Eurocopter invests in Super Puma simulator for Africa


Eurocopter Southern Africa Limited has commissioned the first full-motion helicopter flight simulator in Kempton Park, east of Johannesburg and the South African Air force is already contracted to use 1000 of 2000 to 3000 hours available per year.

The simulator, formerly owned by the Swiss Air Force, is designed to train pilots and flight engineers operating AS332 Super Puma and similarly compatible helicopters, including the SAAF’s Oryx medium utility helicopter, is located at the Sim Aerotraining centre adjacent to the O.R. Tambo International Airport.

It amounts to a “proper recreation of the Super Puma flight dynamic”, ESAL CE Fabrice Cagnat told journalists at a media briefing yesterday. “We aim to continuously improve and enhance flight safety and crew skills. By placing simulators as close as possible to our customers we are able to provide training programs tailored to their specific needs. We are confident that the simulator will add significant value, not just in terms of monetary savings for the SAAF, but in real terms, measured in terms of peoples’ lives are saved,” Cagnat added in a statement issued after the briefing. “And positioning the simulator in Johannesburg, where it is easy to come and train, is an attractive proposition for all other Super Puma operators. We have already received a strong interest from operators from Africa but also from other part of the world,” he added. This included Asia and South America where similar facilities are currently lacking, he continued.
“By using a full-motion flight simulator, crew are able to refine their skills by training for all conceivable emergencies and mission scenarios, including some which would be too dangerous or not permissible to attempt during training flights on actual helicopters.” They can also train mountain operations, search-and-rescue as well as flying with night vision goggles. SAAF acting Director: Helicopter Systems, Colonel Hardus Engelbrecht, added Rooivalk and AgustaWestland A109 light utility aircraft would also use the simulator. The latter also has twin engines while the former has similar flight characteristics to the Oryx. Current planning is that in excess of 140 pilots and flight engineers will train on the system every year. Engelbrecht averred that crews needed 12 hours of emergency training per year, currently all done on real aircraft. He hoped this could be reduced to three with perhaps up to nine on the simulator.

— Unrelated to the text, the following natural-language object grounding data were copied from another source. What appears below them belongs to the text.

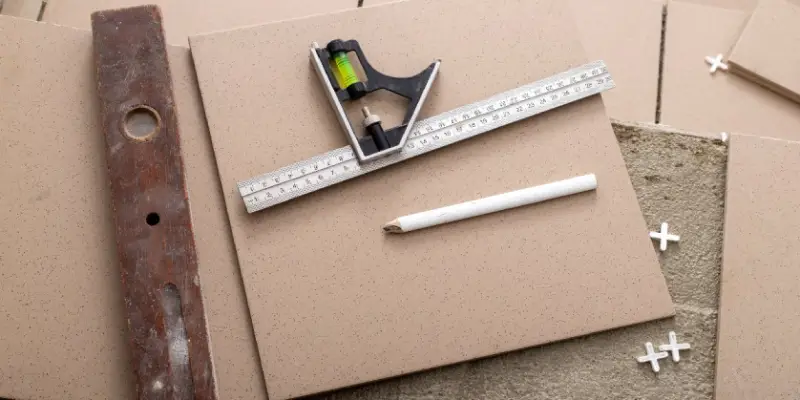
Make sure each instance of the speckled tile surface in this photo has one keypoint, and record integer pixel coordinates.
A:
(188, 17)
(773, 22)
(336, 303)
(759, 322)
(626, 34)
(678, 178)
(695, 100)
(28, 9)
(61, 324)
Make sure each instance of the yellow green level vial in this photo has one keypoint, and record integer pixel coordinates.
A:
(344, 71)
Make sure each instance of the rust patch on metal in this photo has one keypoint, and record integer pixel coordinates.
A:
(166, 320)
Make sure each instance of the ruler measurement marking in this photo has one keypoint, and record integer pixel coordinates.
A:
(427, 135)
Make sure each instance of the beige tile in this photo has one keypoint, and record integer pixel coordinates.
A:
(626, 34)
(62, 325)
(741, 5)
(28, 9)
(759, 323)
(187, 17)
(695, 100)
(334, 301)
(762, 52)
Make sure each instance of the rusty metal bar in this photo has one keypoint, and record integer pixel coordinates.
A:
(166, 320)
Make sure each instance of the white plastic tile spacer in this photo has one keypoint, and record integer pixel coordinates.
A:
(674, 347)
(664, 236)
(716, 62)
(652, 357)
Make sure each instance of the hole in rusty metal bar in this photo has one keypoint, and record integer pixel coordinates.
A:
(153, 219)
(178, 343)
(142, 123)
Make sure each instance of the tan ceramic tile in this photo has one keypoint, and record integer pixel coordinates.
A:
(763, 53)
(28, 9)
(187, 17)
(759, 323)
(62, 332)
(334, 301)
(626, 34)
(695, 100)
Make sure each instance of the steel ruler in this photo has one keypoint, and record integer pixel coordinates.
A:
(433, 133)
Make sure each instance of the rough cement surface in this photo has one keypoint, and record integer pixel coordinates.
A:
(679, 179)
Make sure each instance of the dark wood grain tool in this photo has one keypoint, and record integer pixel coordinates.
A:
(167, 327)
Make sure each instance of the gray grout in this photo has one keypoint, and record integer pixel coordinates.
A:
(660, 86)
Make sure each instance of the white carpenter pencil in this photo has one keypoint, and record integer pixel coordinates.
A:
(500, 202)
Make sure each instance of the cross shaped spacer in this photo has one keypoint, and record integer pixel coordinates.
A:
(664, 236)
(716, 62)
(652, 357)
(674, 347)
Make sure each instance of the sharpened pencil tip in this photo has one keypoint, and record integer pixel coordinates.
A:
(392, 227)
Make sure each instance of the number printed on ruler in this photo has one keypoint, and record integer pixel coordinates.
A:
(433, 133)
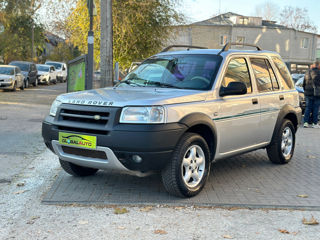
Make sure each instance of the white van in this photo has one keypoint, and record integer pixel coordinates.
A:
(61, 69)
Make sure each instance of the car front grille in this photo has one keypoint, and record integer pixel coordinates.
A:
(84, 152)
(86, 119)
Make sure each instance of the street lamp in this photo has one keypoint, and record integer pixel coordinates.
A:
(92, 12)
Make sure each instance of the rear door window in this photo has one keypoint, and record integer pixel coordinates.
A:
(283, 73)
(262, 74)
(237, 72)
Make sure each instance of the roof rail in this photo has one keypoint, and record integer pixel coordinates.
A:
(228, 45)
(186, 46)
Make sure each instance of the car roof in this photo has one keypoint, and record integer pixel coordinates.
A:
(9, 66)
(54, 62)
(214, 52)
(45, 65)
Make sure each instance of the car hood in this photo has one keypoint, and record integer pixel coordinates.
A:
(42, 73)
(5, 77)
(133, 96)
(24, 73)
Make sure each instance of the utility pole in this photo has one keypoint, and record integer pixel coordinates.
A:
(106, 46)
(32, 41)
(90, 46)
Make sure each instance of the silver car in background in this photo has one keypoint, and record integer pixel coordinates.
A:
(46, 74)
(11, 78)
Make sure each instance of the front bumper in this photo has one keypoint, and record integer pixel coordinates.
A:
(116, 149)
(6, 85)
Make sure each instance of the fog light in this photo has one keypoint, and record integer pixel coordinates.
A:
(136, 158)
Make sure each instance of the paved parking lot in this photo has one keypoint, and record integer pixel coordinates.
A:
(248, 180)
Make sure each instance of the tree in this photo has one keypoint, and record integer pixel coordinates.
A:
(64, 52)
(297, 18)
(18, 21)
(140, 28)
(267, 10)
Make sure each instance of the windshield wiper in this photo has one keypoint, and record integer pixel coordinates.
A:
(131, 83)
(164, 85)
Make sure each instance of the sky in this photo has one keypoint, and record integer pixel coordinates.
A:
(197, 10)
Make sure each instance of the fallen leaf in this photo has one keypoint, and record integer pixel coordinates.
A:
(83, 222)
(160, 231)
(32, 220)
(283, 231)
(227, 236)
(20, 192)
(312, 221)
(146, 209)
(303, 195)
(120, 210)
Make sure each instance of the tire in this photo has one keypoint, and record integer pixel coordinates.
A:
(26, 83)
(76, 170)
(35, 82)
(22, 86)
(281, 148)
(175, 178)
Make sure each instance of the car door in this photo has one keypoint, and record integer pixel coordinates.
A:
(239, 115)
(270, 97)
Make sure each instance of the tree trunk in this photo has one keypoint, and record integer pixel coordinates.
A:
(106, 48)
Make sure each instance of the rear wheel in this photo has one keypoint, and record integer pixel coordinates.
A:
(281, 148)
(185, 175)
(76, 170)
(36, 82)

Cagnat noted simulation cost a fraction of actual cost, in this instance 25%. This, he said, meant that for the same budget four times as many crews could undergo rigorous training. It is an “excellent ratio of performance versus cost.” In addition, the actual platform’s life is extended as it is increasingly used for “true missions”. There is less “waste” of flying potential on training. Engelbrecht continued this meant more airframes available for operations on a given day. Up to now South Africa has had to send pilots to Europe to train on simulators there. This implied added budget spent on travel, accommodation and visa costs as well as a stipend for each person and no-show cancellation fees. It is now possible to replace crews that have become unavailable at short notice.

For the SAAF, the focus is foremost on providing upliftment of aircrew skills,” added Engelbrecht. “This is achieved by a combination of factors which allow trainees to forget that they are in a simulator and not the real aircraft. These are primarily a combination of accurate movements driven by hydraulically driven jacks that push, pull and tilt a replica helicopter cockpit, against which foreground imagery is projected”.

Cagnat further explained ESAL has contracted Sim Aerotraining to operate and maintain the simulator, while Eurocopter sold simulator hours. “We could not have done it ourselves in a cost-competative manner,” he said. Even though previously owned, it amounted to an investment of several million Rand in the South African economy.